“Family isn’t a word, it’s a sentence.” This rather dull catchphrase implies a heartwarming and predictable storyline for a movie that is, in reality, anything but. The Royal Tenenbaums is the satirical tale of an eccentric, dysfunctional family with swarthy undertones.Clan patriarch Royal Tenenbaum (Gene Hackman) and his wife Etheline (Anjelica Huston) start a family in a rambling, wood-paneled home against the backdrop of a forgotten Manhattan neighborhood, then split. Royal departs for The Lindbergh Palace Hotel, where he lives for the next twenty years, leaving Etheline to raise their three children, who become, each in their own right, child geniuses.
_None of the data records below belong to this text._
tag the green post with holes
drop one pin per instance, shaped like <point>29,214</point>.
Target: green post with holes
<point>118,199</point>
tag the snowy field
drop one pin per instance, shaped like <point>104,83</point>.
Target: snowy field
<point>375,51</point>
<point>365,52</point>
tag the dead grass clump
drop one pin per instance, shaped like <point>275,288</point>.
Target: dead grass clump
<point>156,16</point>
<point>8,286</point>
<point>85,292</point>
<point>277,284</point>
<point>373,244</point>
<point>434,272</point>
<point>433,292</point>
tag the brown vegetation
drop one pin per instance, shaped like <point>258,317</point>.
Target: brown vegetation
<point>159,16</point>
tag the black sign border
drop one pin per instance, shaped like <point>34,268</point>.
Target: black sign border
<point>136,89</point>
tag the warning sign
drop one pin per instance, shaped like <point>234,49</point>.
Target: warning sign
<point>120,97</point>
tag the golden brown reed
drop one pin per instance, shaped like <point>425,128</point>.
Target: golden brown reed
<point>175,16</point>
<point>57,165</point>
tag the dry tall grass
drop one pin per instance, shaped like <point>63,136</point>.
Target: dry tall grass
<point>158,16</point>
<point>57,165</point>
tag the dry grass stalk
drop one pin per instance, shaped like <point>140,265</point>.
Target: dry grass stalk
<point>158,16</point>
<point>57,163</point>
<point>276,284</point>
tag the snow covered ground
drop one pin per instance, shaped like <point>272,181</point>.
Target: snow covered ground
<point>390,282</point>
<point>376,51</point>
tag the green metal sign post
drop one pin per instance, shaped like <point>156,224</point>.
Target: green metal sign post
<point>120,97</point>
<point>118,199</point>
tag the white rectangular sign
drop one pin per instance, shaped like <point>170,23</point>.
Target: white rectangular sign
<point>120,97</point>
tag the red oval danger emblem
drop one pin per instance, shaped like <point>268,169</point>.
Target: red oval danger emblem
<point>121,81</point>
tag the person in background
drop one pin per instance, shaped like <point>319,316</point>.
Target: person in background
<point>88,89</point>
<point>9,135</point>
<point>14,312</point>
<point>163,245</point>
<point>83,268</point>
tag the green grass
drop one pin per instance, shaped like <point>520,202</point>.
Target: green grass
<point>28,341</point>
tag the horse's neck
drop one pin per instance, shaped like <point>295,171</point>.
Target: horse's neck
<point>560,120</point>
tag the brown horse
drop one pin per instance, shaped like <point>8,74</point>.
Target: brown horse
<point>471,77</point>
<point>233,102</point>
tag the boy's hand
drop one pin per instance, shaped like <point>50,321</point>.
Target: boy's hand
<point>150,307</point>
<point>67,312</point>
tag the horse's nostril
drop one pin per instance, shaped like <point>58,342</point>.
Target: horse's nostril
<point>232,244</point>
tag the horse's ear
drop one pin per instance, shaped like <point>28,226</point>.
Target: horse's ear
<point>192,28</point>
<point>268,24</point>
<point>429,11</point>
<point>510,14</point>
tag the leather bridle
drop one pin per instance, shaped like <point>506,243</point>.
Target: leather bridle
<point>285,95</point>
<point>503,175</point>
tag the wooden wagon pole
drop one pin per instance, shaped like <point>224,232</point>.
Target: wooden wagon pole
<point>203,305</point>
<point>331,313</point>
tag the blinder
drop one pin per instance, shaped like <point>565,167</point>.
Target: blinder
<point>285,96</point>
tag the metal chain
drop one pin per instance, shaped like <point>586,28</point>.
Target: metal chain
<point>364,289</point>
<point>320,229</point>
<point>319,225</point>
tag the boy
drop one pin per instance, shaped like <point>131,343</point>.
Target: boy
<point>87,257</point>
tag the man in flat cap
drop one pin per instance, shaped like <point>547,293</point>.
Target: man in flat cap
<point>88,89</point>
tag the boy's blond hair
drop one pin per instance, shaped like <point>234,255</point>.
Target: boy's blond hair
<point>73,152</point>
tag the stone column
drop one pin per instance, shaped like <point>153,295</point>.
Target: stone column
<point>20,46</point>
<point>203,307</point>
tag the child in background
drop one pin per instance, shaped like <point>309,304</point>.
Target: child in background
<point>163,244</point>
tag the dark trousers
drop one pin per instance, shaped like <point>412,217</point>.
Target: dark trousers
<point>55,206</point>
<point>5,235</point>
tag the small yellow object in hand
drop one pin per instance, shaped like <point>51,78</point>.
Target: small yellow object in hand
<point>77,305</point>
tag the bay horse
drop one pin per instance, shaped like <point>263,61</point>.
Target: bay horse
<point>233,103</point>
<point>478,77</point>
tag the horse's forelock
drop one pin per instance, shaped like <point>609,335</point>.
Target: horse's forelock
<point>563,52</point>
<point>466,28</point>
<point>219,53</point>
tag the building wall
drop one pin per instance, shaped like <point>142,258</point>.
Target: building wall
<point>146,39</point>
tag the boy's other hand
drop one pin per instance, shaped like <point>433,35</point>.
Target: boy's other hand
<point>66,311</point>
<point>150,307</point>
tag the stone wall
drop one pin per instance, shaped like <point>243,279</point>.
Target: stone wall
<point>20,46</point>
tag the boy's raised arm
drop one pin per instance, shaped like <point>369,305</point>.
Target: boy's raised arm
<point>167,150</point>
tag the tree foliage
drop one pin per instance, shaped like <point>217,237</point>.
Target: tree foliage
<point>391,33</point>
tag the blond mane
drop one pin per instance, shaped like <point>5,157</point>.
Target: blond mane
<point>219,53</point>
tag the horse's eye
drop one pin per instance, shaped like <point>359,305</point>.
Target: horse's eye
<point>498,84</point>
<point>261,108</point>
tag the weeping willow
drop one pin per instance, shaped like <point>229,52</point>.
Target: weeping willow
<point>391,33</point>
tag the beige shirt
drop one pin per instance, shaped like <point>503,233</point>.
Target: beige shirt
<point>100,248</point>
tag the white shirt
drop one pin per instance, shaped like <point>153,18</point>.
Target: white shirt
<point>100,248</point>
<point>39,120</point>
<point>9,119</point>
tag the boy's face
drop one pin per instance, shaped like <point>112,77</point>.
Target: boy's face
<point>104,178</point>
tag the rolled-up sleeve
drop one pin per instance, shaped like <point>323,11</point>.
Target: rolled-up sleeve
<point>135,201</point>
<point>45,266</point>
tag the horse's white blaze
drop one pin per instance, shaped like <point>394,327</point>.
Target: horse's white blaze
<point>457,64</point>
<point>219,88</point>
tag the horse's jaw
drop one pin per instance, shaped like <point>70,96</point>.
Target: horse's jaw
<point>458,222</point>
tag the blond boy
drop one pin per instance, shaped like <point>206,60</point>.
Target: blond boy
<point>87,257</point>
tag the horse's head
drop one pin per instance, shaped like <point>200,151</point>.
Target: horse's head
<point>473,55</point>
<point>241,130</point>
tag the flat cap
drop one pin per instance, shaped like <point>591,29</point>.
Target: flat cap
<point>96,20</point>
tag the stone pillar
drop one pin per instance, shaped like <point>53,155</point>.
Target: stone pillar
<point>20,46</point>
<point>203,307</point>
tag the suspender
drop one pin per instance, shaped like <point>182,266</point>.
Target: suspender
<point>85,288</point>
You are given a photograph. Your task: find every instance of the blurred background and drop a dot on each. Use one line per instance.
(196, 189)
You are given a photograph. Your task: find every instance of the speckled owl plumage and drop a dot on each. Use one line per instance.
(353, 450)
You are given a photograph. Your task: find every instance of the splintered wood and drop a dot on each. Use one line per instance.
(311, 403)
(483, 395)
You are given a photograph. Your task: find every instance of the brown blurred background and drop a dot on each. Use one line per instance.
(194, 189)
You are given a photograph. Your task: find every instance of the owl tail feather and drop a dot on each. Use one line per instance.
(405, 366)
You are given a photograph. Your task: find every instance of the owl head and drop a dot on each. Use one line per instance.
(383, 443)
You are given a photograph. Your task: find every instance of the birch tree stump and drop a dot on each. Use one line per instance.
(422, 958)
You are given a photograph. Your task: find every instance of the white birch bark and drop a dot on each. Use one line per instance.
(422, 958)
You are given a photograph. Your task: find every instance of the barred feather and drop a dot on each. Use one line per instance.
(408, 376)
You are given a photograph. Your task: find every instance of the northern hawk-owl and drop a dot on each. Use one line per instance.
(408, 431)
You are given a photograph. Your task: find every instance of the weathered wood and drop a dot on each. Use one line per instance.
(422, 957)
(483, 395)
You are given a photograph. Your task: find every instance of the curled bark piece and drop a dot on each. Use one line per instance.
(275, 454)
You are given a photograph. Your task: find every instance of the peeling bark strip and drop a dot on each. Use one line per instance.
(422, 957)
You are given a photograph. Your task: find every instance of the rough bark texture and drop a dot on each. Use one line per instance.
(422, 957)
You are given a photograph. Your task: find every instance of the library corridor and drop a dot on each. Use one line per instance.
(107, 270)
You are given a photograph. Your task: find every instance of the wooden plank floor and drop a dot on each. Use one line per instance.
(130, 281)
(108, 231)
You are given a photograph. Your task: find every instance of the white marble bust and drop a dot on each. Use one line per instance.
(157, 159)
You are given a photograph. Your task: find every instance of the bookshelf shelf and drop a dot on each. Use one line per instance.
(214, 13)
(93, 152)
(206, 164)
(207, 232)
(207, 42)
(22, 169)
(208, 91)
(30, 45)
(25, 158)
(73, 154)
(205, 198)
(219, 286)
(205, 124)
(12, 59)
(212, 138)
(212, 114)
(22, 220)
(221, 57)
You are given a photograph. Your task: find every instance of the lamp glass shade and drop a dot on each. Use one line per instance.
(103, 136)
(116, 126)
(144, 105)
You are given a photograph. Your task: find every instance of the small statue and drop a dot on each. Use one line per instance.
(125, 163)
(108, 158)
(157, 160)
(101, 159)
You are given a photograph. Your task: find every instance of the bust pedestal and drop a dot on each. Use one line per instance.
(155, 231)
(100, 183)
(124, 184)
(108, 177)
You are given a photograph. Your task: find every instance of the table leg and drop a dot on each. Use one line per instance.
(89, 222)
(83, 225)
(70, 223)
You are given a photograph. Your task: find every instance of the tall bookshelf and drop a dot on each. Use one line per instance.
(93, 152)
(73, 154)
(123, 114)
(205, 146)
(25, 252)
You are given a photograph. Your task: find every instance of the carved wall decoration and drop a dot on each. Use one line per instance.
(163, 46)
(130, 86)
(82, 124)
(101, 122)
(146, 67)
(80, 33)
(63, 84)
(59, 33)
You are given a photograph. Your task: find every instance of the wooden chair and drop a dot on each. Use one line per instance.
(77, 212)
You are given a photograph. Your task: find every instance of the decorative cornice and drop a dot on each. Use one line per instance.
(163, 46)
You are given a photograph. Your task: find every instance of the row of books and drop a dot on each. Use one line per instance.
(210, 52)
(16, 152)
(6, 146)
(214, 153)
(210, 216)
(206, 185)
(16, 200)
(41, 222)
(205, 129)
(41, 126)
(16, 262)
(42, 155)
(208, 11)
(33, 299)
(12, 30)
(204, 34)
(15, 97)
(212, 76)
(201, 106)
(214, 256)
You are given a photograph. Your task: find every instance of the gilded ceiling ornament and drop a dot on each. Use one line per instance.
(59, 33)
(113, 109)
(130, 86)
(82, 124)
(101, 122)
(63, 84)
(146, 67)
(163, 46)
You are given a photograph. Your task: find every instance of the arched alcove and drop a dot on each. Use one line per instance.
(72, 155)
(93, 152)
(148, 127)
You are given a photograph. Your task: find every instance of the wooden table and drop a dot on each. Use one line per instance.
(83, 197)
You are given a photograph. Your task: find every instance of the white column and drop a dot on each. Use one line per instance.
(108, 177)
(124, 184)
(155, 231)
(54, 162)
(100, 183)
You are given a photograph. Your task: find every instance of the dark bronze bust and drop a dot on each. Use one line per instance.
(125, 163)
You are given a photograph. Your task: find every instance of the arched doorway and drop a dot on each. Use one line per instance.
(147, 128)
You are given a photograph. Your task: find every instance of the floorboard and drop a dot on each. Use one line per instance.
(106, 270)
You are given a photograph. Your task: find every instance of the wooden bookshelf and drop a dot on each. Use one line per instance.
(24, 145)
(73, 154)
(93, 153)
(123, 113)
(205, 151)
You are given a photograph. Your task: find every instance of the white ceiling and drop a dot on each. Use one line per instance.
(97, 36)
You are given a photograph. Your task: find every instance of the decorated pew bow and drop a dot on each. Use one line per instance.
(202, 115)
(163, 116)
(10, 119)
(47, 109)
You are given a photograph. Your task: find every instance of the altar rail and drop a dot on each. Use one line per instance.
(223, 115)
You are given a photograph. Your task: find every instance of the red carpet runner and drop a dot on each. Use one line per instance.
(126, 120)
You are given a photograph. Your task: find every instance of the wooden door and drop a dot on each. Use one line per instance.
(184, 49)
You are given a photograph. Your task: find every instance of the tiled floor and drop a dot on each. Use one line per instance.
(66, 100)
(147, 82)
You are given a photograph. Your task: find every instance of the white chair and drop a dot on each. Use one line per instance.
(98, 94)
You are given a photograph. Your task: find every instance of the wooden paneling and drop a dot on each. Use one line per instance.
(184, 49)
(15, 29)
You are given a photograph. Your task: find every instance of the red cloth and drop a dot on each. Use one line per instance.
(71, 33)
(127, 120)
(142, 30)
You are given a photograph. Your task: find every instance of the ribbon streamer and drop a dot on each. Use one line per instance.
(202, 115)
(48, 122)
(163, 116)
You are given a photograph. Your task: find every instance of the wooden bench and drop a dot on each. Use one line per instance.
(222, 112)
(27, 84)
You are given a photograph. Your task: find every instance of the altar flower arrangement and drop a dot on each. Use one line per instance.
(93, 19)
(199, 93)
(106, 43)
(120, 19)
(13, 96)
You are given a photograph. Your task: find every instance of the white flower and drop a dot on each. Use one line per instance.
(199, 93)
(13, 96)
Their eldest child Chas (Ben Stiller) is a curly-haired real estate and stock market whiz with a head for international finance, who negotiated the purchasing of his parents’ summer home while still in his teens. Margot (Gwyneth Paltrow), the middle child and adopted (a fact her father never allowed her to forget) Tenenbaum, is a playwright with a Braverman Grant of $50,000 dollars and had an inferiority complex by the ninth grade. Richie (Luke Wilson) is a tennis phenom who goes on to win the U.S. nationals for three years in a row.
Fast-forward twenty years. The once-famous Tenenbaum child prodigies are long forgotten and have subsequently scattered to the wind. Chas, after the untimely death of his wife, becomes an ultra-paranoid safety freak and is training his boys, Ari and Uzi, to be the same way. Margot, burnt out, disillusioned, and married to neurologist Raleigh St. Clair (Bill Murray), twenty years her senior, does little else but smoke and soak in the tub. Richie, after the greatest fizzle-out in sports history, spends his time sailing the world on a luxury liner far away from home, corresponding with Eli Cash (Owen Wilson), who was a permanent fixture of the Tenenbaum household as a child, and pining for his lost love. Etheline, now an archaeologist, is about to get engaged to Henry (Danny Glover), her accountant and long-time friend of the family.
Royal, not about to let his wife go without a fight, gets evicted from his hotel then feigns a terminal illness in order to weasel his way back into the family he abandoned. By this time, all the Tenenbaum children, through one way or another, have found their way home, and the family finds itself under one roof once again, thus setting the stage for a series of interactions, flashbacks, and loosely-linked events that dredge up the past as Royal seeks to make up, in his own way, for twenty years of lost time.
With a cynical slant and plenty of tongue-in-cheek humor, The Royal Tenenbaums is an intellectual comedy with a killer soundtrack and some pretty fantastic cinematography. It also features Hackman at his best as a grouchy old man, over-huffed with self-import and facing the reality of a family whose flaws he had a large hand in creating. Huston, as his opposite, is the believably calm and stable center of a family caught in constant undertow. Stiller’s character was a detachment from the spastic type of acting he’s accustomed to performing. Paltrow pulls off the emotionally blunted, black-eyelined Margot with apparent ease, and Luke Wilson, though hidden by a shag of 70s hair for the first half of the movie, emerges toward the end as a strong character in a cast full of them.
Narrated by an unseen Alec Baldwin, The Royal Tenenbaums unfolds according to the chapters of a book by the same name. Sporting an all-star cast of disillusioned, under-played, and overly complex characters, a string of seemingly rocky and unrelated events, along with two funerals and an attempted suicide, director Wes Anderson wrestles with some pretty heavy issues, and in his signature way, makes them work.
The Royal Tenenbaums doesn’t live up to its catchphrase, thank goodness. It’s a movie that far exceeds it. A refreshingly unexpected deviant from the “everything works out in the end” caste of family film, The Royal Tenenbaums is a wonderfully dark and satirical family portrait with an artsy, intellectual edge.